"Warum dort?", fragen New Yorker und meinen das geplante islamische Zentrum am Rande von Ground Zero . "Warum so hoch?", echauffierten sich die Schweizer im Anti-Minarett-Entscheid . "Warum so riesig?", murrten die Münchner und stoppten die Groß-Moschee in Sendling. "Nicht hier", hieß es in Hamburg, wo die Polizei die Moschee als "Brutstätte des Fanatismus" versiegelte , in der Mohammed Atta und Mitverschwörer die Mordflüge ausgeheckt hatten.

Das Cordoba-Zentrum von Manhattan, 15 Stock hoch, ist inzwischen ins Weiße Haus gerückt; erst hat Obama es bejaht, jetzt schwächt er ab. Der Streit hat die klassischen Reflexe ausgelöst. Links ist dafür, Rechts dagegen. Wer gegen "Cordoba" opponiert, sei intolerant, hysterisch, ein verkappter Rassist. Wer das Zentrum bejaht, ehre die Mörder von 9/11; die Saudis sollten gefälligst Kirchen und Synagogen daheim zulassen.

Sortieren wir vorweg die törichten Argumente aus. Religions- und damit Baufreiheit sind kein Gnadenerweis, sondern ein Heiligtum westlichen Selbstverständnisses – in Amerika seit dem 17., in Europa seit dem 19. Jahrhundert, erst recht seit Stalins und Hitlers totalitären Ersatzreligionen. "Wie du mir, so ich dir", also Reziprozität, gilt im Vertrags- und Völkerrecht, nicht bei Glaubensfragen. Mit Moschee-Bauten tun wir den Saudis keinen Gefallen; wir ehren unsere beste Tradition.

Causa finita? Jetzt wird’s kompliziert. Nirgendwo geht es im Moscheen-Krieg um das "Ob", sondern nur um das "Wo" und "Wie". Das sind keine Gottes-, sondern Gesetzes- und Verhandlungsfragen. Niemand darf bauen, wo und was er will. Es gelten Traufhöhe und Ensembleschutz, Immissions- und Parkraumregeln. Ein Eros-Center neben der Schule ist genauso unwillkommen wie die Spielhölle im Reihenhaus.

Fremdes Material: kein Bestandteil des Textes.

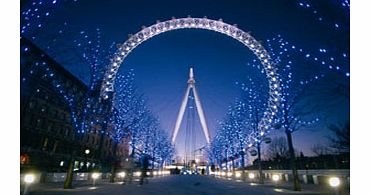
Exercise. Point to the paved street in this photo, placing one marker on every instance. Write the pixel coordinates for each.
(181, 185)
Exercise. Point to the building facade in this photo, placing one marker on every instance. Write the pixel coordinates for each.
(48, 135)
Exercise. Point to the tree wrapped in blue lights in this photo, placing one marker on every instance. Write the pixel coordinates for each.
(240, 125)
(140, 124)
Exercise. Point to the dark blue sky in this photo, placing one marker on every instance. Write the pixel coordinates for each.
(161, 64)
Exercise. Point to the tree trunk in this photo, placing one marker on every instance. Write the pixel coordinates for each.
(297, 185)
(243, 165)
(114, 162)
(259, 163)
(69, 178)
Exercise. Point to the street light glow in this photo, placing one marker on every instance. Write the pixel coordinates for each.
(122, 174)
(95, 175)
(334, 182)
(29, 178)
(138, 173)
(275, 177)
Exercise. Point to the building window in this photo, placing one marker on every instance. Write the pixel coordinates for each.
(50, 126)
(38, 123)
(45, 144)
(32, 104)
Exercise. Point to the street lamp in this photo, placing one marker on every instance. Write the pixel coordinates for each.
(251, 175)
(334, 182)
(94, 177)
(122, 175)
(87, 151)
(28, 180)
(275, 178)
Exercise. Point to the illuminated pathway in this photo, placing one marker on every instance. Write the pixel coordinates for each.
(182, 185)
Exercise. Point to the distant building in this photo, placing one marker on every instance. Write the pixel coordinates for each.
(47, 135)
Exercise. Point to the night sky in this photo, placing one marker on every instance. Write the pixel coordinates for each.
(161, 64)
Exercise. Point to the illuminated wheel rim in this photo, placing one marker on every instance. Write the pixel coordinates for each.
(213, 25)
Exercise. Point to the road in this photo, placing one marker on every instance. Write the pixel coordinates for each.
(179, 185)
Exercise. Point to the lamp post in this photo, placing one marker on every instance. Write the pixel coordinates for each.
(122, 175)
(28, 180)
(275, 178)
(334, 182)
(94, 177)
(87, 151)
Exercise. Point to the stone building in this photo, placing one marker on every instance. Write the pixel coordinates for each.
(48, 136)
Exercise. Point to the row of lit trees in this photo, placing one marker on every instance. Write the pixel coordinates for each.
(128, 115)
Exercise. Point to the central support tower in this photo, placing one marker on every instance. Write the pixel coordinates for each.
(191, 86)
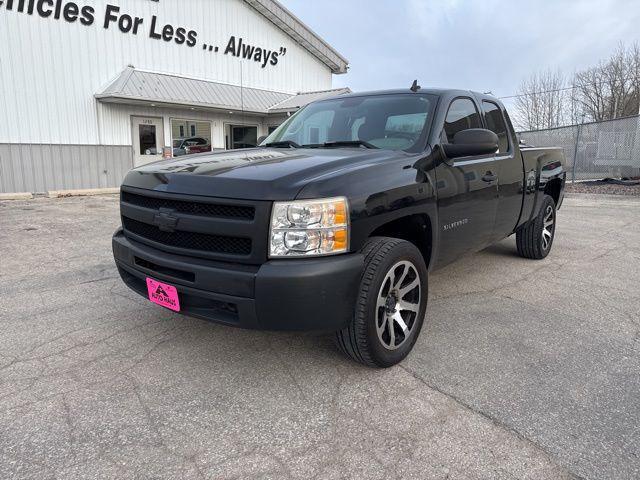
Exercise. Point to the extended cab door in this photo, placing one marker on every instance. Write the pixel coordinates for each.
(509, 167)
(467, 189)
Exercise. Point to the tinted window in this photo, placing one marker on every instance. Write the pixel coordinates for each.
(462, 115)
(495, 123)
(391, 121)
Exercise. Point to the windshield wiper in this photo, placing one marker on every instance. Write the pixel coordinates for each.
(342, 143)
(283, 143)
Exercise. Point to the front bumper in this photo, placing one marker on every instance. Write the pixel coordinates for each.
(298, 294)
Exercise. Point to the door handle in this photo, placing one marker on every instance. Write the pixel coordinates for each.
(489, 177)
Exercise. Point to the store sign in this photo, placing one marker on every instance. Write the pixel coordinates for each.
(154, 28)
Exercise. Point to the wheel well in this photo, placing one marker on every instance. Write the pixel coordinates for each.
(553, 188)
(413, 228)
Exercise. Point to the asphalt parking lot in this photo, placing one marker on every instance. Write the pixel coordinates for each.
(524, 369)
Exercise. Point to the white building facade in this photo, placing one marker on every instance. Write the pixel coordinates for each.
(90, 89)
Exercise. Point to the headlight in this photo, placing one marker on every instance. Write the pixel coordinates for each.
(309, 227)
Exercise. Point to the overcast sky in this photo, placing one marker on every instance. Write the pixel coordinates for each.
(488, 45)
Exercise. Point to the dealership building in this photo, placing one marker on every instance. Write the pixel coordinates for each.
(90, 89)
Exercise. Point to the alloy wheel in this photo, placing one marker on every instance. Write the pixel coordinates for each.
(398, 304)
(547, 227)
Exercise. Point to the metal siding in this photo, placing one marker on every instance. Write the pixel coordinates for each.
(38, 168)
(50, 69)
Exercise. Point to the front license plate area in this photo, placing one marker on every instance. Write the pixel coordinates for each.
(163, 294)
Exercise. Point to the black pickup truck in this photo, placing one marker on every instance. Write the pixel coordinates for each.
(333, 223)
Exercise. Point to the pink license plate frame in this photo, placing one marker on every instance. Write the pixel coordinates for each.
(163, 294)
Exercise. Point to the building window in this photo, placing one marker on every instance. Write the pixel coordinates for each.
(198, 139)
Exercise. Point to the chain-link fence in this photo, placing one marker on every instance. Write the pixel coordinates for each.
(595, 150)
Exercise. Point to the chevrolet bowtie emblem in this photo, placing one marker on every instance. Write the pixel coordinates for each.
(165, 221)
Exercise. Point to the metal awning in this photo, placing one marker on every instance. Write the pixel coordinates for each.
(301, 33)
(140, 87)
(300, 100)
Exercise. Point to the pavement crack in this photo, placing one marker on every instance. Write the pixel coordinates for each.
(493, 420)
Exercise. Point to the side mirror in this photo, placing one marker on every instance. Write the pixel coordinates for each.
(470, 142)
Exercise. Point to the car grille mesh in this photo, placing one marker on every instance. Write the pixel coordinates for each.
(190, 207)
(189, 240)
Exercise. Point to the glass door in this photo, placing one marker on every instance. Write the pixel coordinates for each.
(243, 137)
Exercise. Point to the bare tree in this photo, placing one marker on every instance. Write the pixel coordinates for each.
(611, 89)
(540, 103)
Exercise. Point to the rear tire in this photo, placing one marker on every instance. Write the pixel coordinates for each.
(534, 240)
(390, 306)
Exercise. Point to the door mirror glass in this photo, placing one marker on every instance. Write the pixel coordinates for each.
(471, 142)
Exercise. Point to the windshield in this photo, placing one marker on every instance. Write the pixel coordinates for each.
(391, 122)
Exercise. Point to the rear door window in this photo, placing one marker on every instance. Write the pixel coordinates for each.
(462, 115)
(495, 123)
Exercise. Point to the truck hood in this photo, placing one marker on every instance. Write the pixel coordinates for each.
(253, 174)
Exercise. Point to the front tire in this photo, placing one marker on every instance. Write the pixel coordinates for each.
(534, 240)
(391, 304)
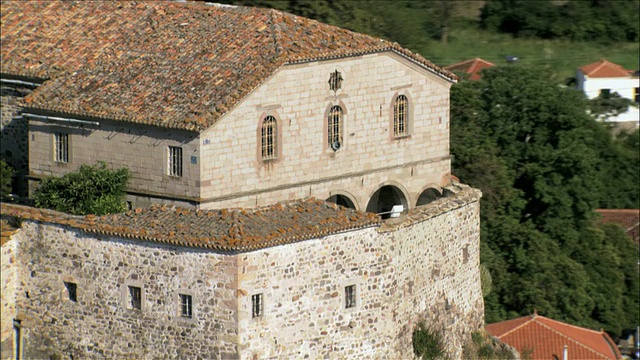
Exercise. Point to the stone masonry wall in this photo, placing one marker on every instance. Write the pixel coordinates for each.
(141, 149)
(404, 272)
(101, 324)
(14, 147)
(299, 97)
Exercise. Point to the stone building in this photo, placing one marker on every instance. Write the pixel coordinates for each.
(300, 279)
(218, 106)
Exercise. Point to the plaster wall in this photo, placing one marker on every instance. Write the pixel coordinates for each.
(141, 149)
(299, 97)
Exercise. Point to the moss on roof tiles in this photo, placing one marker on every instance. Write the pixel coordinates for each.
(226, 229)
(171, 65)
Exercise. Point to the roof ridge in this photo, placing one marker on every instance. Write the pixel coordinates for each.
(571, 339)
(519, 326)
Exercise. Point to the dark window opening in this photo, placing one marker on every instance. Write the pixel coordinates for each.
(135, 297)
(350, 296)
(256, 305)
(72, 290)
(186, 306)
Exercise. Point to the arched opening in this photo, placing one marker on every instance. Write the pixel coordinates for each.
(428, 196)
(383, 201)
(342, 201)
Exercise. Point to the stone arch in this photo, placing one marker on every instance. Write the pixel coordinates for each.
(343, 198)
(386, 197)
(429, 193)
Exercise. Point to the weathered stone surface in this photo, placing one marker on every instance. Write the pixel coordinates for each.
(302, 286)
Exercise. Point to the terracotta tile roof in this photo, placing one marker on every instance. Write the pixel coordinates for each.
(472, 67)
(6, 231)
(225, 230)
(604, 68)
(629, 219)
(547, 337)
(175, 65)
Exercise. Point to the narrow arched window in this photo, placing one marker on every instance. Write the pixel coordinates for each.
(269, 132)
(334, 127)
(401, 116)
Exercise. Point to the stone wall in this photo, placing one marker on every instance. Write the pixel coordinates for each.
(424, 267)
(299, 97)
(101, 324)
(141, 149)
(421, 266)
(13, 132)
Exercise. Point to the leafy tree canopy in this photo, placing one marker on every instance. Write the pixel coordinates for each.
(596, 20)
(90, 190)
(543, 164)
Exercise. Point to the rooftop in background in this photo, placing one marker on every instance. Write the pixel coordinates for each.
(547, 338)
(168, 64)
(471, 67)
(223, 230)
(605, 69)
(629, 219)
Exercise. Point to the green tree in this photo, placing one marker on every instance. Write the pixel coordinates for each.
(539, 159)
(90, 190)
(6, 174)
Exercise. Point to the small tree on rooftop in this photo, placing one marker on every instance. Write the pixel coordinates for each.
(90, 190)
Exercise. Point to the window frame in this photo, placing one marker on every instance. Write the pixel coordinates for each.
(61, 148)
(269, 122)
(175, 161)
(350, 296)
(257, 306)
(334, 125)
(401, 116)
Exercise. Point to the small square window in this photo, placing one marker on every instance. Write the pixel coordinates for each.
(256, 305)
(61, 147)
(186, 306)
(350, 296)
(135, 297)
(72, 291)
(175, 161)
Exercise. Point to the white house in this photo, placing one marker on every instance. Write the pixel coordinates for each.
(603, 77)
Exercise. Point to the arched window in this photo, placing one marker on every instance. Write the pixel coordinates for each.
(334, 127)
(269, 136)
(401, 116)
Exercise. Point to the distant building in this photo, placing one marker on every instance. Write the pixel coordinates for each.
(470, 69)
(539, 337)
(604, 77)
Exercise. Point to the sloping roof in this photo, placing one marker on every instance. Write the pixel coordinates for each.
(629, 219)
(604, 68)
(225, 230)
(472, 67)
(175, 65)
(547, 337)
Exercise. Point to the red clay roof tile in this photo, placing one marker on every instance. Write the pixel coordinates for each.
(472, 67)
(604, 68)
(226, 230)
(175, 65)
(546, 337)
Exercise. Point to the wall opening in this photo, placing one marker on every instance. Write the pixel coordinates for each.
(383, 201)
(427, 196)
(342, 201)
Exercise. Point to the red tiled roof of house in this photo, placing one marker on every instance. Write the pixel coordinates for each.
(604, 68)
(472, 67)
(546, 337)
(629, 219)
(224, 230)
(169, 64)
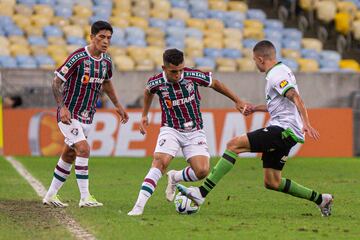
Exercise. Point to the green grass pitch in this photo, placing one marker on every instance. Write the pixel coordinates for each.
(238, 208)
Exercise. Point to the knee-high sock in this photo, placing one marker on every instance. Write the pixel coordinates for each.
(290, 187)
(224, 165)
(61, 172)
(187, 174)
(82, 176)
(148, 186)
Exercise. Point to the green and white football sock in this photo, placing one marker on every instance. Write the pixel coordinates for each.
(148, 186)
(187, 174)
(61, 172)
(82, 176)
(224, 165)
(290, 187)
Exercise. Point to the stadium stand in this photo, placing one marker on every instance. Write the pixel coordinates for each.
(214, 34)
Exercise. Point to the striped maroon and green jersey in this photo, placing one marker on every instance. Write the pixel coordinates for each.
(180, 101)
(83, 76)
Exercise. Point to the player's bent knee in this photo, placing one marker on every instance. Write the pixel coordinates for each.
(201, 173)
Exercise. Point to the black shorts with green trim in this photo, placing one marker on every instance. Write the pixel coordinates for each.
(274, 146)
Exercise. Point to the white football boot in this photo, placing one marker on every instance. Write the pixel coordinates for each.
(171, 187)
(136, 211)
(54, 201)
(193, 193)
(326, 204)
(90, 201)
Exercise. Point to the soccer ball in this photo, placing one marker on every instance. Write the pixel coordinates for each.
(184, 205)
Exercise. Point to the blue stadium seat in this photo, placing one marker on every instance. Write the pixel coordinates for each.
(72, 40)
(134, 32)
(292, 64)
(175, 43)
(179, 4)
(47, 2)
(199, 5)
(26, 62)
(158, 23)
(273, 24)
(291, 44)
(193, 32)
(273, 34)
(175, 23)
(249, 43)
(217, 14)
(213, 52)
(27, 2)
(256, 14)
(37, 40)
(205, 62)
(8, 62)
(292, 33)
(63, 11)
(231, 53)
(44, 60)
(176, 32)
(13, 30)
(310, 53)
(52, 31)
(199, 14)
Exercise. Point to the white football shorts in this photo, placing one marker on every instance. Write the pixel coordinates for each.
(192, 143)
(75, 132)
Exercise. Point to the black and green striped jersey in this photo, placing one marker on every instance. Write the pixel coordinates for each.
(180, 101)
(83, 76)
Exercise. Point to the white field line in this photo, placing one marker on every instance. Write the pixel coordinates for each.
(61, 216)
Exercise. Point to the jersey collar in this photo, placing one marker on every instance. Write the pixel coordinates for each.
(88, 53)
(276, 64)
(164, 76)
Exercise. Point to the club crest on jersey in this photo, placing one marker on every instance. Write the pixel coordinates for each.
(162, 141)
(75, 131)
(64, 70)
(85, 79)
(283, 83)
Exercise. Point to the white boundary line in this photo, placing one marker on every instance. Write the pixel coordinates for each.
(61, 216)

Obama will nun nicht mehr beurteilen, "ob die Entscheidung weise" war. Doch "weise" ist das Schlüsselwort. Denn im Minenfeld des Multikulturalismus geht es immer um Empfindlichkeit und Empfindsamkeit. Und zum gedeihlichen Zusammenleben gehören immer zwei.

Ein altes Sprichwort rät, "im Hause des Gehenkten nicht vom Strick zu reden". Man muss nicht gleich die Keule eines deutschen Kulturzentrums in Treblinka schwingen, wie es Charles Krauthammer von der Washington Post getan hat. Aber der Vatikan hat den Karmeliterinnen den Konvent und das Riesenkreuz am Rande von Auschwitz untersagt. Ein serbischer Kirchenneubau in Srebrenica wäre nicht unbedingt ein Symbol der Versöhnung. Erinnern wir uns an die erfolgreichen Proteste gegen die Vertriebenenfunktionärin Erika Steinbach im Beirat der Stiftung Flucht, Vertreibung, Versöhnung.

Orthodoxie ist nicht gleich Massenmord, und Islam nicht gleich 9/11. Aber in Srebrenica wie in New York hat eine pervertierte Minderheit im Namen ihres Gottes gemordet und Stacheln in der Erinnerung hinterlassen. Sippenhaft wäre genauso pervertiert, nicht aber der Appell an Weisheit und Empfindsamkeit. Das Recht auf den Bau von Gotteshäusern ist unantastbar, aber wo und wie, das mögen Weisheit und Rücksicht bestimmen. Es ist nicht immer richtig, was rechtens ist.